È monumentale il lavoro sul sonoro, in cui c’è un’enfasi particolare sul ripugnante. Liquidi corporei, vomito, sangue che sgorga, ma anche il rumore del cibo mangiato a 2 cm dalla macchina da presa da Dennis Quaid. È disgustoso. Tutto questo che si contrappone a quella patinatura da polvere di stelle che la sostanza finge di promettere. Perché alla fine tutto è momentaneo e per quanto Sue voglia prevalere su Elizabeth e godersi la sua serata da “principessa del ballo” deve svegliarsi dal sogno e rendersi conto di non essere in Cenerentola, ma in Carrie (1976). Più si va avanti più la perfezione va scemando, lasciando spazio ai corpi putrefatti e deformi. Bisogna scendere a patti col fatto che tutti invecchiamo.

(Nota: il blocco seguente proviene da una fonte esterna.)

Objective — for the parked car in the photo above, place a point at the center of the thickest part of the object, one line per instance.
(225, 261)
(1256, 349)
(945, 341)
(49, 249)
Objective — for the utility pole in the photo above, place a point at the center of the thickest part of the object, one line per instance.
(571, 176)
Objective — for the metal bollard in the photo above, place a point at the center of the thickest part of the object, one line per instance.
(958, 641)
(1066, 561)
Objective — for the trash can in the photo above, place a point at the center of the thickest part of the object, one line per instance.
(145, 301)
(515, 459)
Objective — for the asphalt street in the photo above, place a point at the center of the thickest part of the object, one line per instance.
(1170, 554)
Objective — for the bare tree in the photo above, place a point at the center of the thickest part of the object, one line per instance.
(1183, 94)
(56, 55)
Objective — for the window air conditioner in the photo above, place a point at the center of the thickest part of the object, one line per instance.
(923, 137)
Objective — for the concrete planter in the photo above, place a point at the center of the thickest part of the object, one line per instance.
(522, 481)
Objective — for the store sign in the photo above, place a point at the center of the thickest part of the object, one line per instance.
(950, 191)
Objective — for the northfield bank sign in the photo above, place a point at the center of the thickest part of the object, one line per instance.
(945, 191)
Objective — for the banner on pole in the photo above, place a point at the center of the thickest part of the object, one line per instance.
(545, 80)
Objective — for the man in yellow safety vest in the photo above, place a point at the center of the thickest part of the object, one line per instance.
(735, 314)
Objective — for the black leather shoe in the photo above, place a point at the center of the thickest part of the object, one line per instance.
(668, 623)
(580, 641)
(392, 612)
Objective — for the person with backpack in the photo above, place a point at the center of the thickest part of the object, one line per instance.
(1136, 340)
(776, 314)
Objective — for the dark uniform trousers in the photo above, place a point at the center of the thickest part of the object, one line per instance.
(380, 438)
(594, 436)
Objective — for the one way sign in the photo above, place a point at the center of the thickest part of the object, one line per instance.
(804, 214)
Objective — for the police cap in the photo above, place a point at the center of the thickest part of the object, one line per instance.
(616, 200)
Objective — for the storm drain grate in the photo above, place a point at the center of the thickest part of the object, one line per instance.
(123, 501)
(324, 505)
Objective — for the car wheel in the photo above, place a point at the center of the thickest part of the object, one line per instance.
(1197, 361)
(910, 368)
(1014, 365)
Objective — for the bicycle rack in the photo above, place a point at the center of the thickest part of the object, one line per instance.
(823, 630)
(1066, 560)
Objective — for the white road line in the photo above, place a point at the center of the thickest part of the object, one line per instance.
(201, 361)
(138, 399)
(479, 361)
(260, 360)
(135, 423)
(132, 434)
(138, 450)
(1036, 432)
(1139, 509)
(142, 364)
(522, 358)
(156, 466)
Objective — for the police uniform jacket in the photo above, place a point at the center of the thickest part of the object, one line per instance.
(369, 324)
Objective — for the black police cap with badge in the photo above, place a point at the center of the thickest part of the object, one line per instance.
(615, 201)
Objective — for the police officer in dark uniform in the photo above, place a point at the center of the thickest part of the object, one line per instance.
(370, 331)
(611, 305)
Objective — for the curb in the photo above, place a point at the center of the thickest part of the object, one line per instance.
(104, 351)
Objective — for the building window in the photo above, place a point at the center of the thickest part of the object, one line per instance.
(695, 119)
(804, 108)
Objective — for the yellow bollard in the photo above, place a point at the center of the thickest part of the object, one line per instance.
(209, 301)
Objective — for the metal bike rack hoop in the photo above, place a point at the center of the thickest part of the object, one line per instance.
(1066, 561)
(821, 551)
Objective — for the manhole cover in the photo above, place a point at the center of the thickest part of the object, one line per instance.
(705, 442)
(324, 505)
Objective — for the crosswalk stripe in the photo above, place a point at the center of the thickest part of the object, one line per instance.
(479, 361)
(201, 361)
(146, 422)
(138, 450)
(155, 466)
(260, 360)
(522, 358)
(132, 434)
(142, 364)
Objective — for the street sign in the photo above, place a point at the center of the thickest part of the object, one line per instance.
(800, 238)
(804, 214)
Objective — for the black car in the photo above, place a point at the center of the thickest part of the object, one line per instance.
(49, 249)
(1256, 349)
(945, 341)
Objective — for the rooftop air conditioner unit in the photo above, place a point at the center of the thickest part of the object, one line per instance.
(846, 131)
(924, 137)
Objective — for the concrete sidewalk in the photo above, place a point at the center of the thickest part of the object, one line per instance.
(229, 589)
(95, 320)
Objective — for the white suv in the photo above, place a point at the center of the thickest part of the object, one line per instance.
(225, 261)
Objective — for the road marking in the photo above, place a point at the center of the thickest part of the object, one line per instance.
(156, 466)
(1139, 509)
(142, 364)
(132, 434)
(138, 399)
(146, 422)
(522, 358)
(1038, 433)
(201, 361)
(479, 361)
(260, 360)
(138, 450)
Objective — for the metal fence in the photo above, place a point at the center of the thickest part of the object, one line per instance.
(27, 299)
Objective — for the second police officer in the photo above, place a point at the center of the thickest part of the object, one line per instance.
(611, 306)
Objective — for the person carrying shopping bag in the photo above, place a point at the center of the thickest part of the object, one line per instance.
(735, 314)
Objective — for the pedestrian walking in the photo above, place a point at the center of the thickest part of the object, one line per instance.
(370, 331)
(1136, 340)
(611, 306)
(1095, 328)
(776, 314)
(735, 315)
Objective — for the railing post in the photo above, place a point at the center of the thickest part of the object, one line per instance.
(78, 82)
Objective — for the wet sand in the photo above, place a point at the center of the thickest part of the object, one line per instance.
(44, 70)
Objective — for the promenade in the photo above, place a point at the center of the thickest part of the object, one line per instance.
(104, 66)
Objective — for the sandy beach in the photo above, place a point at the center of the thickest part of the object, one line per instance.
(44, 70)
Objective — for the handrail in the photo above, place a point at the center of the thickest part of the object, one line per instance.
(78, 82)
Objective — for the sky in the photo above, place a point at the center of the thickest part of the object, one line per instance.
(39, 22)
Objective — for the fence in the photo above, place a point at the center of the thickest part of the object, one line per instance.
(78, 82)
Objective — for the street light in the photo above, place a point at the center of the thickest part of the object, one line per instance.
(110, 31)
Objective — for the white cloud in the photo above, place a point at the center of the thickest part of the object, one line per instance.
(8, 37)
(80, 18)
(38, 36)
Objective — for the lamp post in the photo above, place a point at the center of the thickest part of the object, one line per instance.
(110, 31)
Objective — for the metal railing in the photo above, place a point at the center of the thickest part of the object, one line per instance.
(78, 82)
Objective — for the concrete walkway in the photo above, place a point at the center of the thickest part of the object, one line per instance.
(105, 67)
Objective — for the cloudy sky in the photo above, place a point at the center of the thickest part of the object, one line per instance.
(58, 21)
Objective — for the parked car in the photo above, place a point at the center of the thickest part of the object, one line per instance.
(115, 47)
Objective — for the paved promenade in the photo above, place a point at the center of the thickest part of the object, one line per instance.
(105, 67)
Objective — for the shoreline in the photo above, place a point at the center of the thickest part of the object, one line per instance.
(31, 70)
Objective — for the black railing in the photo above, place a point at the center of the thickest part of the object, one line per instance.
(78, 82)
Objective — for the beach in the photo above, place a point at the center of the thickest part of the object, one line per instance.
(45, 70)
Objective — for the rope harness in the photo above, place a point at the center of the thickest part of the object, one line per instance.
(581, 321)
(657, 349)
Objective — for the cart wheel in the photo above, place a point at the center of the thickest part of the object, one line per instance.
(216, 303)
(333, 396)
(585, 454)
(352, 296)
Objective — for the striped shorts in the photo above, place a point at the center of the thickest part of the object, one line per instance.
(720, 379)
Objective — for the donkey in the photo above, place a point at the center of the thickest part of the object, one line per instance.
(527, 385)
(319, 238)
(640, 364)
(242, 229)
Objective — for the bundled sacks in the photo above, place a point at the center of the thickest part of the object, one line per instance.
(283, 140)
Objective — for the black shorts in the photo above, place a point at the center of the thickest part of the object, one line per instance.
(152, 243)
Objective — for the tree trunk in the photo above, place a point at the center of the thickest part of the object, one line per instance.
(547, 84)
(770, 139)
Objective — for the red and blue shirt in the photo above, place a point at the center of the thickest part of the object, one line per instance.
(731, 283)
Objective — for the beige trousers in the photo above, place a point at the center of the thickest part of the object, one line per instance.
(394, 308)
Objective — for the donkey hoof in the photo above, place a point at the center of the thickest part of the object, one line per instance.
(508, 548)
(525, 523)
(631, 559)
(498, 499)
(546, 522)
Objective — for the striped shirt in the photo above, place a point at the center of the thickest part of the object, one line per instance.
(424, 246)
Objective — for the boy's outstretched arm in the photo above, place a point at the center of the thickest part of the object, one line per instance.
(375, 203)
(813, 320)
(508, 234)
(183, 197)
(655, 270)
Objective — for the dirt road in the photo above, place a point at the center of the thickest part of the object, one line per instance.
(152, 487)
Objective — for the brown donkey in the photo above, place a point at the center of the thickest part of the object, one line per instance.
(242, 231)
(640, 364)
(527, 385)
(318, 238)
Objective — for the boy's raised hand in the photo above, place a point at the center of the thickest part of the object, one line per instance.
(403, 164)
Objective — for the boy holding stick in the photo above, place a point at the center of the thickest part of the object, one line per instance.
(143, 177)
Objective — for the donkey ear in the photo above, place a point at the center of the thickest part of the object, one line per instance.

C’è un’attenzione quasi maniacale per i dettagli, a partire dalla scenografia, i cui ambienti minimal e dai colori accesi e in palette sono – fra i tanti riferimenti – un palese omaggio a Shining (1980) di Kubrick. E a proposito di dettagli, la Fargeat riprende degli stilemi a cui già ci aveva abituati in Revenge (2017), come i close-up sugli insetti, nel primo la formica adagiata sulle macchie di sangue, la mosca che ronza intorno al cibo in The Substance e ricorda anche che solitamente svolazza intorno a ciò che è in putrefazione. E poi l’orecchino a forma di stella, che è un po’ il suo brand.


The Substance è un po’ il mio Joker: Folie à deux (2024), dove Demi Moore e Margaret Qualley convivono in una simbiosi completamente equilibrata. La Moore – come Nicole Kidman in Babygirl (2024) – si mette in gioco prestando il suo corpo e le sue insicurezze al servizio della storia, è strabiliante. Così come la Qualley è una certezza.

Pop, grottesco, gore, splatter, a tratti ironico, che strizza l’occhio a padre Cronenberg e a Death Becomes Her (1992), The Substance è body horror, ma anche un manifesto femminista, scritto e realizzato da una delle più grandi menti nel panorama cinematografico attuale: Coralie Fargeat.

Dal 18 ottobre inizieranno delle proiezioni in anteprima per tutta Italia. L’uscita ufficiale nelle nostre sale è il 30 ottobre. Sarà un’esperienza indimenticabile.